We can talk about frustrating if you want, but Canada was still the better team. Finland just flat out executed a perfect defensive game-plan and Canada failed to score with the mountain of opportunity and time they had with the puck. It is what it is. Greece won the Eurocup a long time ago in soccer. Nobody thought of them as a great team and they weren't, they just perfectly executed a game plan and got lucky to win with what is generally a losing strategy. Honestly though, I'll take the way Canada plays hockey over that gutless ******** with the Finish kid pretending he was hurt so their captain could take the penalty shot. That's peewee crap and it's embarrassing to pull that kind of a stunt at this level. Completely disrespectful to Canada as an opponent.

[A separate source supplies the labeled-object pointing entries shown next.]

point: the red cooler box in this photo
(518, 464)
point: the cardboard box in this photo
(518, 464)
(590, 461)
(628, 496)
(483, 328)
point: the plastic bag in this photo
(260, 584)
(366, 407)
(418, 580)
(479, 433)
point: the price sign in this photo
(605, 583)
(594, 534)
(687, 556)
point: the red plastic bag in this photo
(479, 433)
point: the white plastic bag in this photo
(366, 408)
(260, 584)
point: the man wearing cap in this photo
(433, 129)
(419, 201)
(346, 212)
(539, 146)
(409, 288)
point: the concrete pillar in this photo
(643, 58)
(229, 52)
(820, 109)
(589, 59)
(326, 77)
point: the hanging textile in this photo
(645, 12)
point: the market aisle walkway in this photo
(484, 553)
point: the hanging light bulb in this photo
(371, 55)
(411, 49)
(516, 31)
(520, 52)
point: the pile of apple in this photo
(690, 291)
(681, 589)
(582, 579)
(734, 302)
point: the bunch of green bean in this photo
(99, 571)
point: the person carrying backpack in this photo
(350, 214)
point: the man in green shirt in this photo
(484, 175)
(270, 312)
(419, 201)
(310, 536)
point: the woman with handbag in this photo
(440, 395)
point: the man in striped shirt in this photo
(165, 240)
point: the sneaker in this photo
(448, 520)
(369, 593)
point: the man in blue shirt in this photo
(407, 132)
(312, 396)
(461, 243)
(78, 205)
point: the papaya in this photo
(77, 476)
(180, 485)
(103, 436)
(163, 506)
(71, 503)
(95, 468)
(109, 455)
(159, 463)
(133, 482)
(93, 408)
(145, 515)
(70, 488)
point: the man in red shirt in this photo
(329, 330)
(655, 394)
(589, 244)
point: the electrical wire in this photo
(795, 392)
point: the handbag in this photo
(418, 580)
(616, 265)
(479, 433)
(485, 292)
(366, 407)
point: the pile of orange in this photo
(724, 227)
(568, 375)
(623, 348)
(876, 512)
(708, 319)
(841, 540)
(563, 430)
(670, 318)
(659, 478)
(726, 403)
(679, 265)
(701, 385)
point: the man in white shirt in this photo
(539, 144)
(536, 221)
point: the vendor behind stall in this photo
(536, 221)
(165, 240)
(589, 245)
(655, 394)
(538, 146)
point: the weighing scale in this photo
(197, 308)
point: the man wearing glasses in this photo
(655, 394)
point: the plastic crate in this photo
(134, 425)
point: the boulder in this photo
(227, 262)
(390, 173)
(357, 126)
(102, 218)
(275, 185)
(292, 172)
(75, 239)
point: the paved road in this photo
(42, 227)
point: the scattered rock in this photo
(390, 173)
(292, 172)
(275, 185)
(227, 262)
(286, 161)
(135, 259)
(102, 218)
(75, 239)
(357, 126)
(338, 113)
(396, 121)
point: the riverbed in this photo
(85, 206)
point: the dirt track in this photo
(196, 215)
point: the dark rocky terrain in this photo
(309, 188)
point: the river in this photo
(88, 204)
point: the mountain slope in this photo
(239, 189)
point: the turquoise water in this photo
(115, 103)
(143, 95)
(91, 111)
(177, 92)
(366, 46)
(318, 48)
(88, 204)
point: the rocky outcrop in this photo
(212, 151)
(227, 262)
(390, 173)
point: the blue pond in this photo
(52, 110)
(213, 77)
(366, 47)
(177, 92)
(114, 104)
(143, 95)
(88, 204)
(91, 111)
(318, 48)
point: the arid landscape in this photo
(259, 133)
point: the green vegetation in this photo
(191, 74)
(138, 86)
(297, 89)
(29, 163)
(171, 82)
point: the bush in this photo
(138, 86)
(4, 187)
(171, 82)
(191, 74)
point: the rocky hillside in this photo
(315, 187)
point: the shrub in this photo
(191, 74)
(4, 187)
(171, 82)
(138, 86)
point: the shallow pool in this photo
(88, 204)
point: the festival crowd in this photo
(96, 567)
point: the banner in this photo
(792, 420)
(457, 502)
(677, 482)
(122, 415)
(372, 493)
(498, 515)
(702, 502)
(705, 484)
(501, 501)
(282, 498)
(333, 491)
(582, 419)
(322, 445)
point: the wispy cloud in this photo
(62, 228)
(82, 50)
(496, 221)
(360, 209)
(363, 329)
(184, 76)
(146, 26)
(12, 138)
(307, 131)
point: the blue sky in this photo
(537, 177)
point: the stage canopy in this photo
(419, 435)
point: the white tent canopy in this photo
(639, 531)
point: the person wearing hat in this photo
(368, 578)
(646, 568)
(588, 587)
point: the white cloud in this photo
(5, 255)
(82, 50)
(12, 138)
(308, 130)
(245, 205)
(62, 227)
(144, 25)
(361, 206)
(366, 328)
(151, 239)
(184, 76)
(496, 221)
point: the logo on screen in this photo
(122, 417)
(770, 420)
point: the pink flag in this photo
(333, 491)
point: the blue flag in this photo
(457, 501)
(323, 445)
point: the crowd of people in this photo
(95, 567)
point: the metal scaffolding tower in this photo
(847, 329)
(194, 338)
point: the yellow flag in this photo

Regardless, the problem isn't the talent pool. In 2001 Canadians represented 55% of the NHL, now it's 52.1%. That's the number that matters. We are developing players just fine. The bigger issue is now Canada's best players are often playing in the NHL at younger and younger ages. That makes them unavailable for this tournament. You can say Sweden & Russia face the same problem, and to some extent they do, but Canada has the most good players so we are affected by it the most. It's not a best on best tournament anymore because the best (Nathan MacKinnon, Sean Monahan, Morgan Rielly, Tom Wilson, Cody Ceci (maybe not, Dec 21st B-Day) aren't there.
http://www.quanthockey.com/TS/TS_PlayerNationalities.php
I'll start sweating when Canada is no longer leading the pack in developing and drafting talent into the NHL. Including elite talent, which we also develop more of than anyone else.
If there is any area of concern it's goaltenders. I think that's just because kids in Canada don't have an infallible idol like Patrick Roy playing the net somewhere in the NHL. Not enough Canadian kids grow up wanting to be goalies and our development of the ones that do is lacking somehow.